Photo of Peg Nosek and Rosemary Hughes

Dr. Nosek (left, deceased) with Dr. Hughes

Dr. Rosemary Hughes, Senior Research Scientist at the Rural Institute for Inclusive Communities based at the University of Montana, was recently awarded the Margaret “Peg” Nosek Award by the American Public Health Association Disability Section. Dr. Margaret Nosek, a groundbreaking researcher on the health of women with disabilities, a fierce advocate for people with disabilities, and a staunch defender of human rights, passed away in 2020. The award was created to honor her work and legacy.

The award “is presented to a person whose work has helped expand our understanding of health and participation through research for and with women with disabilities or other populations that are underrepresented in disability research.”

Dr. Nosek was the founder and executive director of the Center for Research on Women with Disabilities (CROWD) in the Department of Physical Medicine and Rehabilitation at Baylor College of Medicine in Houston. She and her team promoted, developed, and disseminated information to improve the health and expand the life choices of women with disabilities.  

Dr. Hughes shared these recollections of working with Dr. Nosek:

I met Peg in 1998, when she invited me to join her research team at her Center for Research on Women with Disabilities (CROWD) in Houston.

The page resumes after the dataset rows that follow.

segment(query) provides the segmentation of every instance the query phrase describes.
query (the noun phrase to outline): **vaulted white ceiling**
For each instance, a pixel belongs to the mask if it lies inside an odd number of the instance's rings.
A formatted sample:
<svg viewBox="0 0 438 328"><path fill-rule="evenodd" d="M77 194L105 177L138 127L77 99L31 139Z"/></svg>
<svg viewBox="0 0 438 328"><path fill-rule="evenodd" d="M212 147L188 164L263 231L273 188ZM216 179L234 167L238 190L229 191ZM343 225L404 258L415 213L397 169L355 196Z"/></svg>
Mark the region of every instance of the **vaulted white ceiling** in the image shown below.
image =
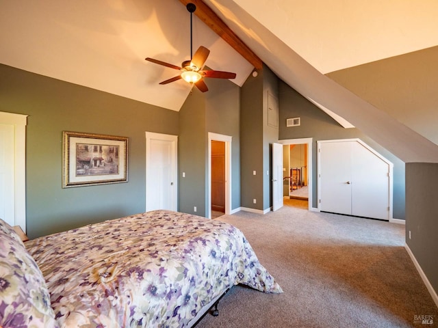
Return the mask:
<svg viewBox="0 0 438 328"><path fill-rule="evenodd" d="M435 0L205 2L263 46L263 36L231 10L240 7L324 74L438 44ZM144 61L190 59L190 14L177 0L0 0L0 7L1 64L177 111L190 92L182 81L159 85L177 72ZM251 65L194 15L193 31L194 49L211 50L206 64L237 72L242 85Z"/></svg>
<svg viewBox="0 0 438 328"><path fill-rule="evenodd" d="M400 135L382 134L368 117L391 120L368 104L358 104L321 73L437 45L438 1L205 3L281 79L320 108L359 122L361 126L355 125L374 133L378 142L392 135L389 148L407 161L422 157L414 144L407 144L421 138L413 138L402 126ZM183 81L159 85L178 72L144 60L151 57L179 66L190 59L190 14L178 0L0 0L0 8L1 64L175 111L190 92ZM236 72L233 82L242 85L251 64L194 15L193 27L194 51L200 45L209 49L206 65ZM354 113L353 107L360 110ZM400 138L407 139L402 148ZM412 151L406 154L404 148Z"/></svg>

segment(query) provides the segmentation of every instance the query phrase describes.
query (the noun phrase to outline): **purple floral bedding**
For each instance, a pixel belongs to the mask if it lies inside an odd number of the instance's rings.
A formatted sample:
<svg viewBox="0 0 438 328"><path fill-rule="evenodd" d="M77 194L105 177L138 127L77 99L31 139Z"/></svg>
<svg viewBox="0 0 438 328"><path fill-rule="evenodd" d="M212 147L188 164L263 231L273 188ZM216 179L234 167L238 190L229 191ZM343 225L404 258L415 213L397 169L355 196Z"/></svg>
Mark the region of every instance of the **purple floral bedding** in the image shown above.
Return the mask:
<svg viewBox="0 0 438 328"><path fill-rule="evenodd" d="M156 210L29 241L61 327L188 327L227 288L282 292L228 223Z"/></svg>

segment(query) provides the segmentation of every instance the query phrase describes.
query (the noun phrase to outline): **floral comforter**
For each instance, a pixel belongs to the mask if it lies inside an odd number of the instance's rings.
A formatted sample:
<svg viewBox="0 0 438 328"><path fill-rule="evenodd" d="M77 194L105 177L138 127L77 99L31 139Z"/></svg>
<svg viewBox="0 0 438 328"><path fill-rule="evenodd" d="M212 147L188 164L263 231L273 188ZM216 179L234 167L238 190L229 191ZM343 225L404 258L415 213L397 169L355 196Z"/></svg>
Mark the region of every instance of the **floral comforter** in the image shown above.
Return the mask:
<svg viewBox="0 0 438 328"><path fill-rule="evenodd" d="M227 288L282 292L228 223L156 210L26 243L61 327L187 327Z"/></svg>

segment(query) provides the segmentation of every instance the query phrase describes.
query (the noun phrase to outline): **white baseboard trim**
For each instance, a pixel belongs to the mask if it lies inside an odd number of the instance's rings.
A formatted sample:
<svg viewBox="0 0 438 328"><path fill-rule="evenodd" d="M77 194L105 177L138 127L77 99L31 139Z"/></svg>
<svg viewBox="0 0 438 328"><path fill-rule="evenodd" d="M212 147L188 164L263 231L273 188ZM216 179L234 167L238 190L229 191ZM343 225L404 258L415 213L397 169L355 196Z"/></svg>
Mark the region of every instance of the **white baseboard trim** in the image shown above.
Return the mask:
<svg viewBox="0 0 438 328"><path fill-rule="evenodd" d="M250 212L251 213L265 214L264 211L262 210L256 210L255 208L250 208L249 207L241 207L240 210Z"/></svg>
<svg viewBox="0 0 438 328"><path fill-rule="evenodd" d="M433 287L430 284L429 279L427 279L427 277L424 274L423 269L420 266L420 264L417 262L417 259L415 258L415 257L413 255L413 253L412 253L412 251L408 246L408 244L407 243L404 244L404 248L408 252L408 254L409 254L409 256L411 257L411 260L412 260L412 262L413 262L413 265L415 266L415 269L418 271L418 273L420 273L420 276L423 279L423 282L426 285L426 288L429 291L429 293L430 294L432 299L433 299L433 301L435 302L435 305L438 308L438 295L437 295L437 292L433 289Z"/></svg>
<svg viewBox="0 0 438 328"><path fill-rule="evenodd" d="M406 225L406 220L400 220L400 219L389 219L389 223Z"/></svg>
<svg viewBox="0 0 438 328"><path fill-rule="evenodd" d="M237 208L233 208L230 211L230 215L237 213L237 212L240 212L242 210L241 207L237 207Z"/></svg>

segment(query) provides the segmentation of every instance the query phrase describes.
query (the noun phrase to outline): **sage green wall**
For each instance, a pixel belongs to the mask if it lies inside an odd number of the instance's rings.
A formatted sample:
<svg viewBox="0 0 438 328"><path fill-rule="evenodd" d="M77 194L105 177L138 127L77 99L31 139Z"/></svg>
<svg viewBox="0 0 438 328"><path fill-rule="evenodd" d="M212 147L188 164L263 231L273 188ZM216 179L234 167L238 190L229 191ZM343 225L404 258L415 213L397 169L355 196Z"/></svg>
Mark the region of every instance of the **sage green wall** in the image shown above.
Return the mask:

Nearly instantly, Peg became my mentor on disability-related research. Even after I left CROWD to continue the research at the University of Montana, Peg and I remained close colleagues and cherished friends.

Peg once stated, “If you truly believe you are a woman of value, you gain tremendous strength to forge your way through the most stubborn of barriers.” She spent most of her life helping other women appreciate their value and forge their way through the barriers facing people with disabilities as they strive to achieve equal access to inclusive, medically appropriate services and information, participate in life fully, and live healthy, safer lives.

Dr. Hughes received the award in recognition of her 23 years of close collaboration with Dr. Nosek on multiple research studies, publications, and professional presentations addressing the health, health promotion, and personal safety of women with disabilities.  Dr. Hughes continues to engage in research on the physical, psychological, and social health of women with disabilities who comprise a largely underserved population.